Patient Care brings primary care clinicians a lot of medical news every day—it’s easy to miss an important study. The Daily Dose provides a concise summary of one of the website's leading stories you may not have seen.
Last week, we reported on findings from a study published in the Journal of Clinical and Translational Hepatology that examined the long-term outcomes of patients with nonalcoholic fatty liver disease (NAFLD) who were considered lean, overweight, or obese by body mass index (BMI).
Researchers compared long-term outcomes in consecutive patients with imaging-confirmed NAFLD considered lean, overweight, and obese who presented at any clinic at Stanford Healthcare between March 1, 1995, and December 31, 2021. Investigators followed participants from first presentation with confirmed NAFLD to death, loss to follow-up, or end of the study period. Among exclusion criteria were significant alcohol use, viral hepatitis, autoimmune or other metabolic liver diseases.
The primary outcomes were NASH incidence, cirrhosis incidence, and overall mortality. Investigators additionally performed subgroup analysis for liver-related and nonliver-related death and used uni- and multivariable logistic regression to identify factors associated with lean NAFLD.
The research team identified and enrolled a final cohort of 9061 participants with confirmed NAFLD and available BMI data.

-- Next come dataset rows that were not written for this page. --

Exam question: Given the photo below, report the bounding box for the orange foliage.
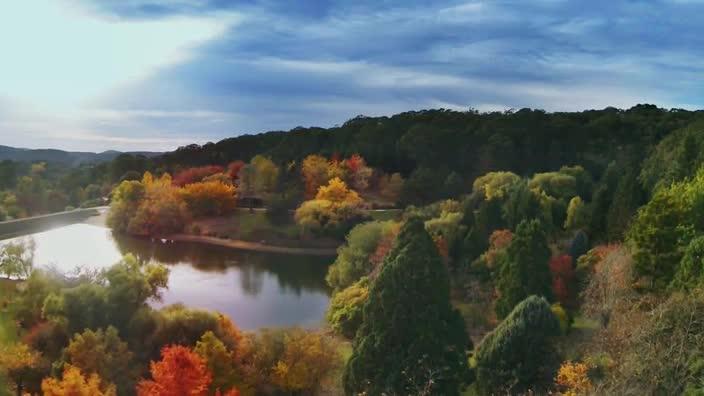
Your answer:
[227,160,245,180]
[181,181,237,216]
[137,345,213,396]
[42,364,117,396]
[315,177,362,205]
[301,154,328,199]
[172,165,225,187]
[549,254,575,307]
[555,361,592,396]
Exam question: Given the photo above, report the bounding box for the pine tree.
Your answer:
[496,220,552,318]
[343,219,472,395]
[475,296,560,395]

More than half the study cohort had obesity (58.1%); slightly less than one-third were categorized as overweight (31.7%); and 10.2% were classified as lean.
When the team evaluated risk of NASH and cirrhosis by weight category, they found no statistically significant differences among the groups (NASH, P=.20; cirrhosis, P=.22).
Mortality among the overweight and obese subgroups was similar for overall and liver-specific causes of death. The group of participants with lean NAFLD, however, had higher mortality rates both overall (P=.01) and for nonliver-related causes (P=.02) compared to the overweight and obese groups, although not for liver-related causes (P=.71).
"Lean NAFLD had fewer metabolic comorbidities but similar adverse or worse outcomes, suggesting that it is not benign. Healthcare providers should provide the same level of care and intervention as for overweight and obese NAFLD."